Table 1 shows the thickness, spherulite size, tensile breaking strength in the machine direction and tensile breaking elongation of the obtained film.

[0056]

[Table 1]

[0057]

The film of the present invention comprising a resin comprising polydioxolane has good mechanical properties and surface smoothness. Also, it should be noted that the film of the present invention is extremely excellent in stability under a high humidity environment. That is, while the film of the present invention has high hydrophilicity, the mechanical properties are reduced due to moisture absorption and the film is curled as seen in a film made of another hydrophilic polymer such as polyethylene oxide or polyvinyl alcohol. No problems such as deterioration in handling and adhesion of the surface occur. Furthermore, it should be noted that the film of the present invention also has extremely high water resistance, and even when in direct contact with water, suffers from problems such as swelling and perforation like a film made of polyethylene oxide or polyvinyl alcohol. Not at all. For this reason, unlike the film made of the hydrophilic polymer, the film has an excellent feature that moisture and waterproof measures are not required during transportation and use.

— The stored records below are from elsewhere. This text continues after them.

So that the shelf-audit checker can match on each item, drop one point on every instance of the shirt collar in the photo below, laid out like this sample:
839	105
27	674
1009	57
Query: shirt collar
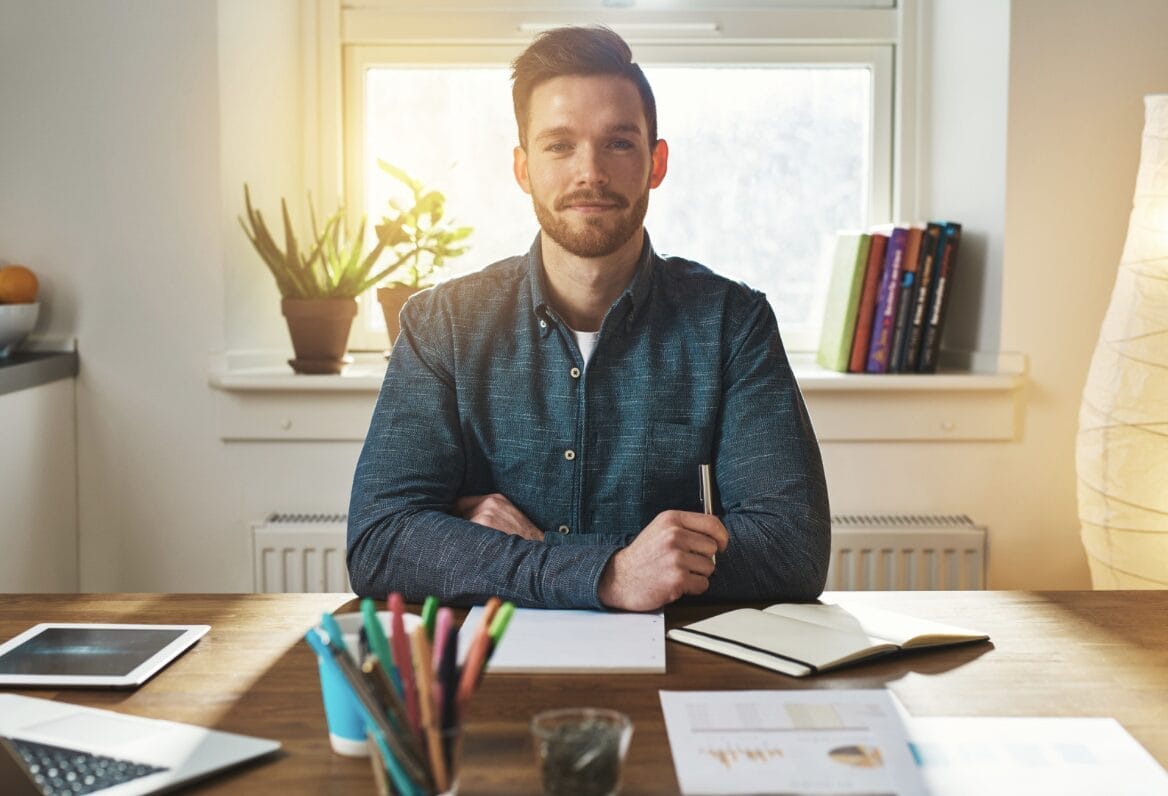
635	293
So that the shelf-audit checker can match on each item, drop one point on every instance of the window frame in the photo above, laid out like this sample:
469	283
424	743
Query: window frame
873	34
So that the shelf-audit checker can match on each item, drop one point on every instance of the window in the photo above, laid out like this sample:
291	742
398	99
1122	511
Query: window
773	147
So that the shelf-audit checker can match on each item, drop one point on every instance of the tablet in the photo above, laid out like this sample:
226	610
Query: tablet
115	656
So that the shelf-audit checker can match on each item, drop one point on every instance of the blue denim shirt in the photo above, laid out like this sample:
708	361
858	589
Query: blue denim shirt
486	392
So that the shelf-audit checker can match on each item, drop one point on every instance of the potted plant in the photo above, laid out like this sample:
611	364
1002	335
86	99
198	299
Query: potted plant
318	284
421	237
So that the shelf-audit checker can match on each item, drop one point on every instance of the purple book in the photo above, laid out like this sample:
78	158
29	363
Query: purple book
884	320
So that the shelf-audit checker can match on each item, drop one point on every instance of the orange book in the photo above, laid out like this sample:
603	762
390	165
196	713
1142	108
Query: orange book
867	309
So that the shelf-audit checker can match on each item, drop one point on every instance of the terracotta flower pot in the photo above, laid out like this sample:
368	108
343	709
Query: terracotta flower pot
391	299
320	333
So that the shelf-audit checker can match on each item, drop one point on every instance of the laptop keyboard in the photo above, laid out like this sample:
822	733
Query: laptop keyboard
61	772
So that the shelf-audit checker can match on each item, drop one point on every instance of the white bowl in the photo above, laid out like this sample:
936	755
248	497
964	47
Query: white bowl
16	320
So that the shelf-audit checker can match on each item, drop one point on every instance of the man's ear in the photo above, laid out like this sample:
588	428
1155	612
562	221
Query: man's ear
519	166
660	162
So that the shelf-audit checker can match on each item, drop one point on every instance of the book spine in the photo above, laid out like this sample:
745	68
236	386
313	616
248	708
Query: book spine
946	260
904	302
867	306
839	326
885	302
925	269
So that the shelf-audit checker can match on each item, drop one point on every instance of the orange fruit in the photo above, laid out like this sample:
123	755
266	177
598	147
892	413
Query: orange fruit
18	285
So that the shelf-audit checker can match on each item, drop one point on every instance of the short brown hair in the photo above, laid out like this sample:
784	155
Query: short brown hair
576	50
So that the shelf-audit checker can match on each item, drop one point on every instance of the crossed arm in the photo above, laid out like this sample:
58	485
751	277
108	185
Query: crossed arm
410	530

──────────────────────────────────────────────────続 き Continuation of the front page (51) Int.Cl. ⁶ Identification code FI C08L 71:00 (56) References JP-A-7-41533 (JP, A) JP-A-7-41532 (JP, A) ( 58) Field surveyed (Int. Cl. ⁶ , DB name) C08J 5/18 CEZ C08G 65/06

Claims (4)

(57) [Claims] 1. A crystal comprising a resin comprising polydioxolane and having a number average molecular weight in terms of polystyrene of 50,000 to 500,000 in terms of polystyrene measured by size exclusion chromatography, wherein the crystal is observed by wide-angle X-ray diffraction. A hydrophilic film having a degree of conversion of 25 to 75% and a spherulite size measured by a polarizing microscope of 500 μm or less. 2. The hydrophilic film according to claim 1, wherein the thickness of the obtained film is 10 μm or more and 300 μm or less. 3. A resin comprising polydioxolane and having a polystyrene-equivalent number average molecular weight of 50,000 to 500,000 as measured by size exclusion chromatography, and a molding machine outlet temperature of 50 ° C. to 200 ° C. And extrude the film into a film form for 2 seconds to 5 seconds.
A method for producing a hydrophilic film, comprising cooling to −10 ° C. to 30 ° C. in a cooling time of 1 minute. 4. The method for producing a hydrophilic film according to claim 3, wherein the thickness of the obtained film is 10 μm or more and 300 μm or less.